Alors que l’épidémie de grippe poursuit sa progression sur l’ensemble du territoire, les premières estimations de l’efficacité du vaccin pour la saison en cours viennent d’être publiées. Selon les données diffusées début janvier par Santé publique France, la vaccination réduirait d’environ 36% le risque de contracter la grippe, tous âges confondus. Un niveau de protection qualifié de « modéré » par l’autorité sanitaire, dans un contexte où plusieurs millions de personnes ont reçu une injection dans l’espoir d’éviter l’infection. Ces résultats reposent sur des observations menées en conditions réelles, à partir d’un réseau de laboratoires répartis sur le territoire, et concernent les premières semaines de circulation virale. Ils traduisent une réalité bien connue des épidémiologistes : le vaccin antigrippal n’offre jamais une protection homogène pour l’ensemble de la population et son efficacité varie fortement selon l’âge et les caractéristiques des virus en circulation.
Des écarts marqués selon l’âge et la réponse immunitaire
Dans le détail, l’efficacité apparaît nettement plus faible chez les personnes âgées de 65 ans et plus, pour lesquelles elle est estimée à 26%. À l’inverse, elle atteindrait 46% chez les adultes de 18 à 64 ans et monterait jusqu’à 61% chez les enfants et les adolescents. Cette disparité s’explique principalement par le vieillissement du système immunitaire, qui rend la réponse vaccinale moins robuste chez les seniors, même en présence de formulations adaptées. Les autorités sanitaires soulignent toutefois que ces chiffres doivent être interprétés avec prudence. Ils correspondent à une photographie partielle de la saison, établie à un stade encore précoce de l’épidémie. Des ajustements sont attendus au fil des semaines, à mesure que de nouvelles données viendront enrichir l’analyse.

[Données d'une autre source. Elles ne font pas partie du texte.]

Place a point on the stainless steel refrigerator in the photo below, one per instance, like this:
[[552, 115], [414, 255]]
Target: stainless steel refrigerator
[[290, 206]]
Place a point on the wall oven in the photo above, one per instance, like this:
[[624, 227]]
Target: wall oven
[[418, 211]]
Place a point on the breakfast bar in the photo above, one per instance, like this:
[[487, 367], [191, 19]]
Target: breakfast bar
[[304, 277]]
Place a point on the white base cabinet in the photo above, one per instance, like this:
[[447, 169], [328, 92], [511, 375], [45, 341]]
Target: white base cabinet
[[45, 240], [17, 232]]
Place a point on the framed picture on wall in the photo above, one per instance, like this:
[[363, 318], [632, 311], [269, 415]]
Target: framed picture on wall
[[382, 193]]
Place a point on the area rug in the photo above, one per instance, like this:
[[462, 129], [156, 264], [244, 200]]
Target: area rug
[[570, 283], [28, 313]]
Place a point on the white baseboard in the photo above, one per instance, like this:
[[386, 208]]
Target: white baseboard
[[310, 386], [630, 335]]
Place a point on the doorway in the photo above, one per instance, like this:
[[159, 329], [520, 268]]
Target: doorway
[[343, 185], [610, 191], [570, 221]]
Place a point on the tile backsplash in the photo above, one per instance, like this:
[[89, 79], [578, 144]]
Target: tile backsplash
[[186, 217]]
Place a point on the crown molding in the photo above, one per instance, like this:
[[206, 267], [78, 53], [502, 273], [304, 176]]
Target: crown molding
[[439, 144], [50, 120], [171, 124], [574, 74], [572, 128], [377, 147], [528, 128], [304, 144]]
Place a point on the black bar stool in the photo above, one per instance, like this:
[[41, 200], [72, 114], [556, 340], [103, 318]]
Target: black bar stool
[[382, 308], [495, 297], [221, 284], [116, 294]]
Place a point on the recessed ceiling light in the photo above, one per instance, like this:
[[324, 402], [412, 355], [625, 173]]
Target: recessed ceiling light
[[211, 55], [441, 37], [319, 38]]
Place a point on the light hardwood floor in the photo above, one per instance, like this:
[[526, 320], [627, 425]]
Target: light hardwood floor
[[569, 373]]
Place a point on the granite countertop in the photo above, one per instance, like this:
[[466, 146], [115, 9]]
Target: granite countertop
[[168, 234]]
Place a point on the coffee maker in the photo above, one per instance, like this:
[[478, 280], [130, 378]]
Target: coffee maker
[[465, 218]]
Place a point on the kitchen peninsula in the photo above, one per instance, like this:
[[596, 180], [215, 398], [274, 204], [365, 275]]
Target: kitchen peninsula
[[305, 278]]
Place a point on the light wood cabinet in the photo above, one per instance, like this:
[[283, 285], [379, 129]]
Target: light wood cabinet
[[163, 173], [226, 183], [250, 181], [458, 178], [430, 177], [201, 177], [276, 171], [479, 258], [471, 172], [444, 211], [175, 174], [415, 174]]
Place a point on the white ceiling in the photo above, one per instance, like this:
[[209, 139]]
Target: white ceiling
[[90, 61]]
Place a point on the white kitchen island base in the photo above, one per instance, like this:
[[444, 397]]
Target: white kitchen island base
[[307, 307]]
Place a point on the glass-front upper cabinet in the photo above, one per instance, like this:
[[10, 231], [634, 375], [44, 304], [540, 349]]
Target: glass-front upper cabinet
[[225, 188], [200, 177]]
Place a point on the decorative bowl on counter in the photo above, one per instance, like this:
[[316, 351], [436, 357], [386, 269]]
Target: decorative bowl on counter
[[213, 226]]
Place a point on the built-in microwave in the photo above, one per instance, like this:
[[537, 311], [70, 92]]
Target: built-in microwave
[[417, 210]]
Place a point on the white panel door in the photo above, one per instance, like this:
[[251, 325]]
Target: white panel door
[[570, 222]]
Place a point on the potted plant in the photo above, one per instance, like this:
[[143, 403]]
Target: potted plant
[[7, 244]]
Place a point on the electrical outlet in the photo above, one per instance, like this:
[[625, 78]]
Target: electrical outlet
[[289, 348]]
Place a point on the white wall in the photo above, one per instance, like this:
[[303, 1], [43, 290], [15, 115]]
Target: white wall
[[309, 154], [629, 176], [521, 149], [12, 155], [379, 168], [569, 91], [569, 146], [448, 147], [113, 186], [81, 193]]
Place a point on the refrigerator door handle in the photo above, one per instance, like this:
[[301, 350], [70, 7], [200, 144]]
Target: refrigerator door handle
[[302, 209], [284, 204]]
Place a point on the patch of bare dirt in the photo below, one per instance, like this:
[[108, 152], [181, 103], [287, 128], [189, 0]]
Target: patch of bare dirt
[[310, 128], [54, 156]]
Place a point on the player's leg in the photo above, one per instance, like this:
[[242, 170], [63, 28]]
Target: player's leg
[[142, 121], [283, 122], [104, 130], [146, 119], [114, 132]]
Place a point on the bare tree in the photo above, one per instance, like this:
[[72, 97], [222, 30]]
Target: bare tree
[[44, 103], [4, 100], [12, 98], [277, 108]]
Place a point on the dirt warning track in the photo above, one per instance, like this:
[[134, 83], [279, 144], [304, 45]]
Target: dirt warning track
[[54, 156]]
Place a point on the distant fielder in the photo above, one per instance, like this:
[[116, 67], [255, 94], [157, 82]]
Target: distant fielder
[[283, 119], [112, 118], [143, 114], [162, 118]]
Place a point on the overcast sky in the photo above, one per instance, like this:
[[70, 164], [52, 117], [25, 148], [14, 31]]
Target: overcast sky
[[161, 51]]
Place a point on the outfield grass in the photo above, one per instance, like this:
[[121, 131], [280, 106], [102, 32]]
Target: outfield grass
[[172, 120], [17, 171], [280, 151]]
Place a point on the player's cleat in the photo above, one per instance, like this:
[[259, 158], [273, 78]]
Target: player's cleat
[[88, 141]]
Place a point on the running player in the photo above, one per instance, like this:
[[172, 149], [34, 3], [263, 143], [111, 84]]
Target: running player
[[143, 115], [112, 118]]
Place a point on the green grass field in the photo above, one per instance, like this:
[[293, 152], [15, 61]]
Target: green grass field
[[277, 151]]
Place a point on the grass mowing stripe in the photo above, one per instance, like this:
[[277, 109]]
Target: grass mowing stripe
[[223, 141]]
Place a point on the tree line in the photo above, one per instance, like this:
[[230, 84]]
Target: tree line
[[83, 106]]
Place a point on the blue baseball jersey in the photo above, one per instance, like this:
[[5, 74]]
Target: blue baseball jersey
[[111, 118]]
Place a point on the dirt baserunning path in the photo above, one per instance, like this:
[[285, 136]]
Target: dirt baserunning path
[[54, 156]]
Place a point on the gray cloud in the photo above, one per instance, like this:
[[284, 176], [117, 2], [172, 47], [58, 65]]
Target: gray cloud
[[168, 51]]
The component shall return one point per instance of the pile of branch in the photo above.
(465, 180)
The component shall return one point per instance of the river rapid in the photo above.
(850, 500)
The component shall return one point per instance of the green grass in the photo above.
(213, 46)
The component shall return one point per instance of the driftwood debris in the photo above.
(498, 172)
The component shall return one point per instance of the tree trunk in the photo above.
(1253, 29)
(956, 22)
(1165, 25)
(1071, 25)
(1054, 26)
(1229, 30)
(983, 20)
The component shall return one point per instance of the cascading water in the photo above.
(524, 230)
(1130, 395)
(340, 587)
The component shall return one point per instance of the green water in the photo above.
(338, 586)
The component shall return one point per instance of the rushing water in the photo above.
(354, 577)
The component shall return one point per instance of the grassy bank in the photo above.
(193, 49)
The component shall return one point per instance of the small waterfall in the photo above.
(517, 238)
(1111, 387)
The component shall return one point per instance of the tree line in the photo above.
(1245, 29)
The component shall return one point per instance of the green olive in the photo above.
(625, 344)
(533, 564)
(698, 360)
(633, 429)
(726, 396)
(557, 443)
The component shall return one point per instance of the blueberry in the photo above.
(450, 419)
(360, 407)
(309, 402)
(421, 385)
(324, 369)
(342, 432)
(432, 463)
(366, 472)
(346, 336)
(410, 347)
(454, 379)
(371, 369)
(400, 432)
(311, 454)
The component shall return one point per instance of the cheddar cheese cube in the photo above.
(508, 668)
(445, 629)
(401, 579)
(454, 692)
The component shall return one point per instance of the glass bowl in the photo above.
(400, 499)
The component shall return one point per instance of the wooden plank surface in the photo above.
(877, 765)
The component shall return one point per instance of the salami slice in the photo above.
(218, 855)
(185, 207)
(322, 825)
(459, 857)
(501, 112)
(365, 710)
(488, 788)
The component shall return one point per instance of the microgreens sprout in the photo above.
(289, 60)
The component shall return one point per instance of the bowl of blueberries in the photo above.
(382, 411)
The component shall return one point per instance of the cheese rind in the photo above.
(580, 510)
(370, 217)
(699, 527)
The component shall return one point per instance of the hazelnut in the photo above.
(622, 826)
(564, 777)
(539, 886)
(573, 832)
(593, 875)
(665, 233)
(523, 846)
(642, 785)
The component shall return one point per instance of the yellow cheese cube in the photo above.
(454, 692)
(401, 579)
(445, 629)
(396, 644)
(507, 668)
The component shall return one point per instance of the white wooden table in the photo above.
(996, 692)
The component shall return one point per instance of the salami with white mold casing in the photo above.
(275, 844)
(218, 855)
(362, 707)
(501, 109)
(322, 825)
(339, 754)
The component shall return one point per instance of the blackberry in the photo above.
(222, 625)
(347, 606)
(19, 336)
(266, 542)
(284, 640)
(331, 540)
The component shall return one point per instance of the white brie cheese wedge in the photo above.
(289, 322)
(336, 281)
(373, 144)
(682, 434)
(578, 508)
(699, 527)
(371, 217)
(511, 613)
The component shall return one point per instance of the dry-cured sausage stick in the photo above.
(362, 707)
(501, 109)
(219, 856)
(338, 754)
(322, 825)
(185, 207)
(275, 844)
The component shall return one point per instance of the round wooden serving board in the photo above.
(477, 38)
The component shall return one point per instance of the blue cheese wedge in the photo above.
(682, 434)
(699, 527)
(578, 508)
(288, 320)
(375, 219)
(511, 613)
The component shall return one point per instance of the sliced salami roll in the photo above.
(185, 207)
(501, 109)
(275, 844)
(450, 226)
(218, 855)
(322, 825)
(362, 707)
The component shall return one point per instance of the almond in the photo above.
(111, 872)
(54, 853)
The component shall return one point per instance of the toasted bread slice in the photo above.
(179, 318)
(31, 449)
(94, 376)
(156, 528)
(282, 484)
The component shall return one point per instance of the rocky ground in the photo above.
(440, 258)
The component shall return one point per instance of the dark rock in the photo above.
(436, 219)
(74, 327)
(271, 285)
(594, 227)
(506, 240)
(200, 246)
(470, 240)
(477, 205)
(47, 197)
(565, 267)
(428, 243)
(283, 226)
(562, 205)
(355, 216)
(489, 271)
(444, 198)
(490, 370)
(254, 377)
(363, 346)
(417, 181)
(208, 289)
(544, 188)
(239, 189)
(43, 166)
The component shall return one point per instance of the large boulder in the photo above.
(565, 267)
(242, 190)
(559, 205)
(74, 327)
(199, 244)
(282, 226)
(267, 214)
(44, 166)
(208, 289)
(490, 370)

Pourquoi une efficacité dite « modérée » reste la norme
Une efficacité comprise entre 30 et 40% ne constitue pas une anomalie pour un vaccin contre la grippe. Contrairement à d’autres vaccins, conçus contre des agents pathogènes relativement stables, le vaccin antigrippal est reformulé chaque année sur la base de prévisions virologiques établies plusieurs mois à l’avance. Or, cette saison, la souche majoritairement en circulation présente des différences avec celle ciblée lors de la conception du vaccin, ce qui peut expliquer une protection inférieure à 40 %. Malgré cet écart, Santé publique France considère que l’efficacité observée reste comparable à celle mesurée dans d’autres pays européens et même légèrement supérieure à certaines estimations initiales. Les experts rappellent surtout que la vaccination ne vise pas uniquement à empêcher l’infection, mais aussi à réduire la gravité des formes cliniques, le risque d’hospitalisation et les complications, notamment respiratoires ou cardiovasculaires.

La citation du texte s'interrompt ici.